Snakemake

2025-11-04 — 2025-11-04

Wherein a build tool is described as a DAG‑driven workflow manager for reproducible analyses, with cluster profiles used to submit jobs to Slurm and other schedulers, and container support is noted.

computers are awful

concurrency hell

faster pussycat

premature optimization

python

I missed it before, but Snakemake deserves a look. At its core, it’s a build tool inspired by Make, but it’s built with data science and bioinformatics workflows in mind.

Its main purpose is to create reproducible, scalable data analyses. We express a pipeline as a DAG (Directed Acyclic Graph) of rules, and Snakemake detects which jobs can run in parallel based on their dependencies. This avoids re-running tasks whose inputs haven’t changed — super handy if the task is a 100-hour weather simulation or a neural-network training run.

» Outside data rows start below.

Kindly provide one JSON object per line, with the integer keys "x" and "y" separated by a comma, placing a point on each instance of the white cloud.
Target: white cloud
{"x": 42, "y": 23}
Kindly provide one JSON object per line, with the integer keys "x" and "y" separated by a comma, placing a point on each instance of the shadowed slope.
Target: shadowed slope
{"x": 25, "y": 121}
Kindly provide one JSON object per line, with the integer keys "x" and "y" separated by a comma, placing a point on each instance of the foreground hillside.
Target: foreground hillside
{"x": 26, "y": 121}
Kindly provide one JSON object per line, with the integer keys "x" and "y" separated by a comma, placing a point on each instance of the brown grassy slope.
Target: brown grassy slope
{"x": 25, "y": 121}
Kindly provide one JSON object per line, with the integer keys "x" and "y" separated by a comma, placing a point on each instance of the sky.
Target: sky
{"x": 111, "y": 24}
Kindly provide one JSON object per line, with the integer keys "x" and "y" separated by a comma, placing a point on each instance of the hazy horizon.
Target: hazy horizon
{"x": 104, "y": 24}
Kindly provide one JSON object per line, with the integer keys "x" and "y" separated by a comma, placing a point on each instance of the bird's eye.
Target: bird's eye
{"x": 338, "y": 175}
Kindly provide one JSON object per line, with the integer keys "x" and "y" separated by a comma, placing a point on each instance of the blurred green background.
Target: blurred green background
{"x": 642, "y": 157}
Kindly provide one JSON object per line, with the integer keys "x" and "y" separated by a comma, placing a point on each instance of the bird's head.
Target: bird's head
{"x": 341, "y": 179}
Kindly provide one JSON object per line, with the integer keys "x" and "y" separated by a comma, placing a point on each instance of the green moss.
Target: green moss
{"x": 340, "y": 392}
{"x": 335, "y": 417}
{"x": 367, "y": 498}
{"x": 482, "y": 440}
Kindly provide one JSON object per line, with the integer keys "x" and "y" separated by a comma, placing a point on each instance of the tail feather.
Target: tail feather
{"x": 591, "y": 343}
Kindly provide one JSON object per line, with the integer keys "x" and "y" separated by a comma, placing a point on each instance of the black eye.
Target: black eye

After spending a few days with it, I reckon that snakemake is an amazing build tool on the HPC, running a large experiment on the cluster etc It’s not so good as an exploratory data-science tool, since it doesn’t really seem to make it easy to adaptively design parameters. I’m currently using Parsl for that, which requires more work to get caching and dependency management, which is probably ultimately worth the friction since that also gets me interactive and adaptive experimentation

1 The DSL

Snakemake uses its own DSL (a.k.a. Domain-Specific Language) for defining the tasks in a Snakefile.

I hate this. The docs spin this as a “human-readable, Python-based language,” but in practice it’s a custom file format. This odd choice breaks modern IDE support, linting and parsing, and is generally irritating.

So why stomach it? Because its other features are that useful — especially its explicit support for nightmare campus cluster horrors. It integrates with batch schedulers like Slurm, PBS, SGE and LSF. Combined with support for remote files and containerization (like Apptainer/Singularity and Conda), it’s valuable for the kind of work I do.

2 How Cluster Execution Works

The typical pattern for using Snakemake on an HPC cluster is to combine rule definitions with a “profile.”

Define Rules in the Snakefile: Each rule specifies input files, output files, and resource hints.

rule foo:
    input: …
    output: …
    threads: 4
    resources:
        mem_mb=16000,
        runtime_min=60
    shell:
        "my-command --input {input} --output {output}"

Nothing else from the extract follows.